With a sigh, she walked to her computer and logged on to uBuy to browse, and to clear her head. A handbag might cheer her. Scrolling through the items left her dissatisfied; everything appeared to be variations on the same design, not one original among them. Practicality had never been her strong suit. She searched aimlessly, hoping to run across a suitably quirky item to cheer her. Still nothing.
Like an alarm, the red Seller Login button pressed insistently in her consciousness. Her previous transactions had all been purchases, not sales. But how hard could it be to sell something online? Out of curiosity, she clicked the button and constructed a seller’s profile.
Of course, having gone that far, she was compelled to actually put something up for bid. A glance around her apartment revealed nothing she wanted to part with.
A smile crossed her lips. The invisible was sometimes worth more than the visible. In the field titled Name of Item, she entered: My soul.
The next field required more thought. How would she describe her soul, if she were to actually list it? She typed: Pure as the driven snow and quickly erased it. Snow hadn’t been pure since the eighties when the ozone layer started to waste away. She tried: Good as gold but deleted that, too – the description is more fitting for a heart, not a soul. Besides, someone might
construe it as misleading – a buyer would place a bid and then claim he or she thought it was the bonafide twenty-four carat thing.
Brutal honesty, she decided, was the best policy. For sale: one world-weary soul. Current owner has conducted many heavy searches through it, all fruitless. Am so desperate for my life to change for the better, I’ll sell my soul.
She listed it with a starting bid of $50. She considered a “Get it Now!” price but didn’t want to appear too easy. Her soul may be tarnished, but it still might hold some undetermined value. She wasn’t letting it go that cheap.

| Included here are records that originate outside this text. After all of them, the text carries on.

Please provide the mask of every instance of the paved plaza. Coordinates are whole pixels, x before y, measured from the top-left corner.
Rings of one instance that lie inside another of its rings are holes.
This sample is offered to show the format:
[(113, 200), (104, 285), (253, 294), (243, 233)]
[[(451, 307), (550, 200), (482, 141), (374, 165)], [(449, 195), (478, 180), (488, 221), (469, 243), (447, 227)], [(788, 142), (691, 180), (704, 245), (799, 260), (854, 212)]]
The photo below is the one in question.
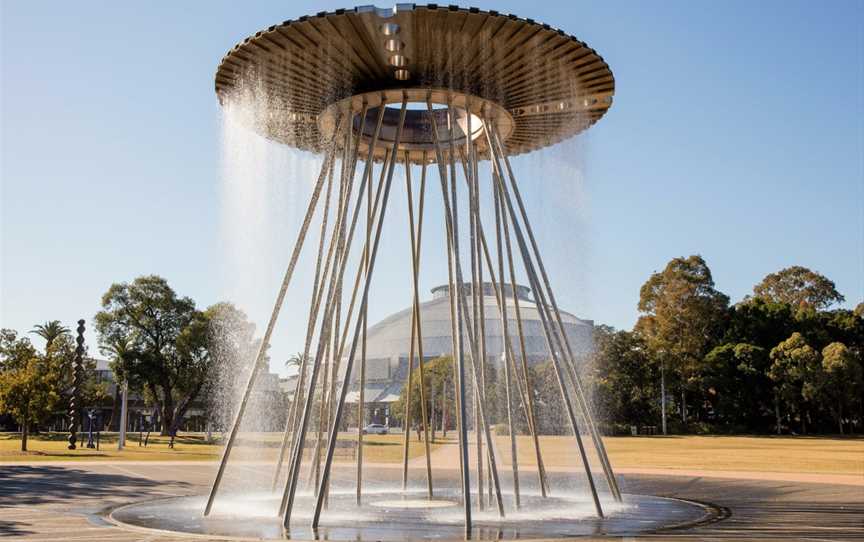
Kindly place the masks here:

When she logged off, she couldn’t wait to tell Gwen; she’d have a good laugh over it.
Brutus still sat in the window, gazing outside.

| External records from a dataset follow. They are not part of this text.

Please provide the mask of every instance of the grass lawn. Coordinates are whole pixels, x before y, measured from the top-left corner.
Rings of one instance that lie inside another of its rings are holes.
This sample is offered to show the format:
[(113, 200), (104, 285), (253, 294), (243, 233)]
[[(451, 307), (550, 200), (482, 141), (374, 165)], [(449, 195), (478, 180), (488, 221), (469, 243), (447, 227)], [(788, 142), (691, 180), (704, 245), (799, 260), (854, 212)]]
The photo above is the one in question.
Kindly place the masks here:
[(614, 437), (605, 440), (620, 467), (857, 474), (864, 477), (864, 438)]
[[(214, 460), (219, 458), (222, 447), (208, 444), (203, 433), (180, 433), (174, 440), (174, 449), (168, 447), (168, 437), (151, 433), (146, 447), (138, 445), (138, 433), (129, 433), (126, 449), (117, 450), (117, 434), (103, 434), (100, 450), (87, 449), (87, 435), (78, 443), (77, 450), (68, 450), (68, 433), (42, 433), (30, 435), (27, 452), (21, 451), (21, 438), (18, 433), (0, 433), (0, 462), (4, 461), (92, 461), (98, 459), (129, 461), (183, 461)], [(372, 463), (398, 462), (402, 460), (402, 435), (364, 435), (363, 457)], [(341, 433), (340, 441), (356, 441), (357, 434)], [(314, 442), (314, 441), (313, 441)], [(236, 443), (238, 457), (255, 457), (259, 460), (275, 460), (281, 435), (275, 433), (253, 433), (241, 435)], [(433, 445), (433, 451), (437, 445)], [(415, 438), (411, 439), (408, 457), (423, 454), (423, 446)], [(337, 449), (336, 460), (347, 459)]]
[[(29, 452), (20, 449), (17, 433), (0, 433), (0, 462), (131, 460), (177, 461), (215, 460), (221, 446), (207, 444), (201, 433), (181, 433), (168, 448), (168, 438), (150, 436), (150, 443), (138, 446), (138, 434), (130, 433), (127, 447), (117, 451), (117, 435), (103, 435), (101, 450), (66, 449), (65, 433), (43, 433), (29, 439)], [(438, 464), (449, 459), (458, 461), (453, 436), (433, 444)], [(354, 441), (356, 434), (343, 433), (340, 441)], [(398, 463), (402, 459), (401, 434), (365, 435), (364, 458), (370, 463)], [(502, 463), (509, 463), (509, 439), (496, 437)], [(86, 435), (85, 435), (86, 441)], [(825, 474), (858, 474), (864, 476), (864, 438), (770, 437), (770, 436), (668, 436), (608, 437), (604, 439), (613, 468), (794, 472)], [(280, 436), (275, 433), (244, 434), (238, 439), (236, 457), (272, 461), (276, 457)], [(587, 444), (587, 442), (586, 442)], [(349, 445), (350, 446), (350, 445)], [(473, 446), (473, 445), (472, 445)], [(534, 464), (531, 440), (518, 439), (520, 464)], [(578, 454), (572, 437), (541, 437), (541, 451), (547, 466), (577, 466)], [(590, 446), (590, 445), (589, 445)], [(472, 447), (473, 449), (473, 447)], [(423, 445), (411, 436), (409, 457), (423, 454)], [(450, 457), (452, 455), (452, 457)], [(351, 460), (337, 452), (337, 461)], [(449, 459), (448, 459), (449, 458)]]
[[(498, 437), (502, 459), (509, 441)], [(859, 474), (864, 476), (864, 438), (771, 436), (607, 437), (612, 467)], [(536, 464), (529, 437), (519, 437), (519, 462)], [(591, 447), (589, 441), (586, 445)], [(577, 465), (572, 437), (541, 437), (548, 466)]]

“Time for bed, mister. Let’s not be playing with our noisy toys tonight, okay?” She scratched his chin. He growled.
“What’s the matter with you? Got a hairball?” Though not the most outgoing of cats, Brutus was usually receptive to chin-scratching.

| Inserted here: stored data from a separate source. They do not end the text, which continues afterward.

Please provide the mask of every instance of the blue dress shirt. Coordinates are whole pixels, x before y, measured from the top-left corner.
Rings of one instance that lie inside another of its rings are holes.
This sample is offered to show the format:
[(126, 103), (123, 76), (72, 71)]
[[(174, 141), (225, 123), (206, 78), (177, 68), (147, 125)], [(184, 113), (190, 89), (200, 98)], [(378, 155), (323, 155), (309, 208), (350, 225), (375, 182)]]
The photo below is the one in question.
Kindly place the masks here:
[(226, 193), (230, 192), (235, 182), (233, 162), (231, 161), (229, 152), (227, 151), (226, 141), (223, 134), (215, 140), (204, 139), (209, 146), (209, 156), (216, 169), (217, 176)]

He growled again, lower, his narrowed eyes focused on a point outside.
“What, is there a kitty out there?” She followed his gaze out the window.
On the walkway below, a dark figure – not more than a black silhouette – looked up. A chill ran up her neck. Like the wind howling through a tunnel, the indecipherable hint of a warning whispered indistinguishable words. They insinuated themselves in her brain, swirling until she was dizzy. Holding her temple, she stepped out of the line of sight to re-orient herself. After regaining her equilibrium, she made sure the windows were locked and double-bolted the door.
So as not to upset Brutus, she gave a nervous laugh. “Creepy neighbors.” She reached to turn out the light in the living room and paused. She’d leave it on.